Whales and other cetaceans are common examples. Vocalization is a crucial part of intraspecies communication for these populations. Dolphins use certain calls/cues to indicate emotion, danger, and locations of other organisms. Their sounds are also unique identifiers of themselves and of different cetacean families.

But the increased use of military sonar in the oceans disrupts cetacean communication. An NOAA report correlated sonar use with nearby whale beaching events. Specifically, some whale songs are not innate and change during an individual’s lifetime to suit social needs; these are learned behaviors. Younger whales adapting to their language surroundings would have considerable trouble in the presence of these frequencies. Goldbogen et al. demonstrated that sonar detrimentally affects blue whales. The researchers used source levels less intense than that of military vessels, but still produced a sudden flight response. Pods would flee feeding and breeding areas to get away from the sonar source. In the midst, they would have extreme difficulty communicating. The whales lose precious locations and become victims of the more disastrous mass strandings along a nearby coastline.


But oceans are just a small part of a much larger problem. On land, the issue seems to worsen. Despite efforts to create safe havens, noise pollution pervades reservations still. The background noise comes from many sources: neighboring highways, tourism, resource extraction, airplanes overhead, etc. Colorado State researchers (Buxton et al.) reported that noise only further encroaches our national parks. Human-generated noise doubled background sound levels in 63% of protected areas while 21% received a tenfold increase, far above safe levels.

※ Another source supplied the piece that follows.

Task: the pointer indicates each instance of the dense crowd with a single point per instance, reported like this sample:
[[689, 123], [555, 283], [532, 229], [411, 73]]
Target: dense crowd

Perhaps the most sinister effect is the reduction of biodiversity. In one particular example, gas compressors, devices used in rail transport, scuba diving, etc., can directly affect insect population sizes according to the University of Florida. The results are classic biology; imbalanced populations endanger ecosystems to invasive species and distort predator–prey relationships. Grasshoppers, spiders, crickets and other crucial primary consumer insects reduced in population size. Dr. Akito Kawahara, co-author of the 2017 study, remarked saying:

Noise pollution affects all kinds of animals, and insects are no exception. They might be small, but they’re the dominant animals on the planet in terms of numbers. What happens to them affects whole ecosystems.

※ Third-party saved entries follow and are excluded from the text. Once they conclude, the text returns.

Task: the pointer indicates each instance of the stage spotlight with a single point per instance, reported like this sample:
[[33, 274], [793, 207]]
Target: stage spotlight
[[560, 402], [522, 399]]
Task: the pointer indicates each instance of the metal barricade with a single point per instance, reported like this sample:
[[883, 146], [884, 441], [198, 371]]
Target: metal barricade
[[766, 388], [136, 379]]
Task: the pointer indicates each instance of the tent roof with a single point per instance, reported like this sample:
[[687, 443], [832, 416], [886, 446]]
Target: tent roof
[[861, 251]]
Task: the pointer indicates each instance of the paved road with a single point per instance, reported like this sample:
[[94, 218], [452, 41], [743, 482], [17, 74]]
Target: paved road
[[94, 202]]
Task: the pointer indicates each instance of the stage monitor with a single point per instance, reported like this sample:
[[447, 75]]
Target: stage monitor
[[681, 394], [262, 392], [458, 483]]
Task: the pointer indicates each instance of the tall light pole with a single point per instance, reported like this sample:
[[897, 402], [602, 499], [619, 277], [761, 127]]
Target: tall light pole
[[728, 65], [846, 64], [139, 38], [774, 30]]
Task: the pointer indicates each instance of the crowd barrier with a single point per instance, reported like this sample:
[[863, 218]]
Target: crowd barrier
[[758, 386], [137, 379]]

The situation both on land, and in the oceans seems dire, bearing no broad solutions. Noise will always be an element of human activity, so curbing it may be a much bigger issue than previously thought. Yet the situation is indeed reversible. Although no one can muffle human noise entirely, measures to reduce it are necessary. The same report by Buxton et al. observed that US protected areas with more stringent regulations on noise decreased background sound levels where some areas returned to safe ranges. More regulations at the national level posed by the NOAA or the EPA have the potential to be beneficial, but then the issue would likely get political. Regardless, noise pollution warrants human attention, for without intervention, we would have the next big environmental problem on our hands, if not already.